We can control how much time we invest in our teams’ career path planning, and leader and mentorship support structures. We control how much time we save for team member 1:1s and office hour discussions.

We can control how collaborative we are. The more we, as project managers, work with our teams to align on the best possible project plans to navigate the scopes, schedules, and budgets that we are given to deal with, the more that everyone will give their best effort to meet project goals, because there will be a sense of team. 

We have to invest in our teams, to make them the best they can be, so that we can also be our best possible selves. 

This begins with servant leadership, but it is more than that. It is valuing each other, looking out for each other, and being good to each other, to build a place where people want to work together. 

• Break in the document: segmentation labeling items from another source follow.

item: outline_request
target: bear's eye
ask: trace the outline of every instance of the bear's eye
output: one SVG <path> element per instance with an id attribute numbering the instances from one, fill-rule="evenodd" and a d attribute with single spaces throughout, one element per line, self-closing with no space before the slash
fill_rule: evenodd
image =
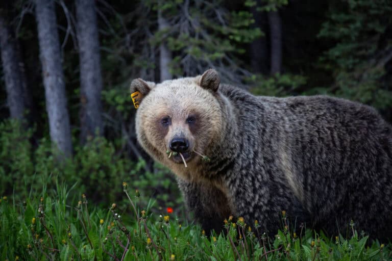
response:
<path id="1" fill-rule="evenodd" d="M 167 126 L 170 124 L 170 118 L 168 117 L 163 118 L 161 120 L 161 123 L 164 126 Z"/>
<path id="2" fill-rule="evenodd" d="M 186 122 L 188 123 L 194 123 L 196 121 L 196 118 L 194 117 L 189 117 L 186 119 Z"/>

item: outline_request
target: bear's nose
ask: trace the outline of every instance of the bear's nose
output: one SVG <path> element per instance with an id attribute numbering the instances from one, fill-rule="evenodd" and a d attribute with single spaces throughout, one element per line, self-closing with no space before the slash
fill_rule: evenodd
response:
<path id="1" fill-rule="evenodd" d="M 188 141 L 183 138 L 175 138 L 170 143 L 170 149 L 176 152 L 184 152 L 188 147 Z"/>

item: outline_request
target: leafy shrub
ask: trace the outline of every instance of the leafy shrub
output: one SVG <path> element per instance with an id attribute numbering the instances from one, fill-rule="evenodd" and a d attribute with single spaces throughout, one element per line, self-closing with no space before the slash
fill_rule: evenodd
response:
<path id="1" fill-rule="evenodd" d="M 75 192 L 75 188 L 71 188 Z M 258 222 L 228 217 L 225 233 L 206 235 L 200 226 L 180 222 L 174 214 L 154 214 L 123 184 L 127 204 L 108 207 L 58 183 L 19 203 L 0 200 L 0 258 L 2 260 L 389 260 L 392 246 L 359 235 L 352 226 L 348 237 L 292 231 L 284 226 L 267 237 Z M 138 203 L 138 204 L 136 204 Z M 138 207 L 138 206 L 139 206 Z M 163 213 L 161 212 L 162 214 Z"/>
<path id="2" fill-rule="evenodd" d="M 48 139 L 34 149 L 29 139 L 32 129 L 22 130 L 16 121 L 0 123 L 0 192 L 23 198 L 38 191 L 43 184 L 56 184 L 58 179 L 82 191 L 95 202 L 108 204 L 121 198 L 124 180 L 130 180 L 148 202 L 156 198 L 160 204 L 179 210 L 181 199 L 174 176 L 159 165 L 146 172 L 143 161 L 135 162 L 118 153 L 113 143 L 102 137 L 76 147 L 72 159 L 58 160 Z"/>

Project managers can help their companies attract and retain talented people in several ways: 

  • Collect both qualitative and quantitative feedback. Gather this feedback on everything from team mood, client relationship, to stress levels during every sprint retrospective in order to identify potential problem areas early, and before any frustrations grow into real attrition risk. 
  • Be laser focused on career path goals for team members. Ensure that team members have clear quarterly and annual goals and are supported in how they are tracking towards these goals with their manager and mentors, so that team members are confident in their long term future within the company.
  • Talk in-depth about the project strategy with team members that are working to deliver in the trenches. These discussions are often limited to specific stakeholders, which can lead to team members feeling out-of-the-loop or devalued – not great for motivation. The more that everyone understands and is engaged with the challenges and strategies for a project, the stronger the sense of team will be, which leads to greater retention.  
  • Collaborate with your team to estimate work, identify dependencies, and surface risks, and generate collective buy-in on scope schedules wherever possible. Show the team that they are empowered to participate in the shaping of the engagement, and that you (the project manager) will go to bat for the team to hunt down dependencies or resolve risks. Get better performance and retention by practicing servant leadership. 

Although these strategies can help avoid attrition, there is no strategy that can completely prevent it from happening – eventually, people may decide to move on for no other reason than to try something new. When attrition does occur, be prepared to talk openly about what happened, what strategies were taken to prevent it and what corrective action will be taken in the future to ensure that your talented team stays intact.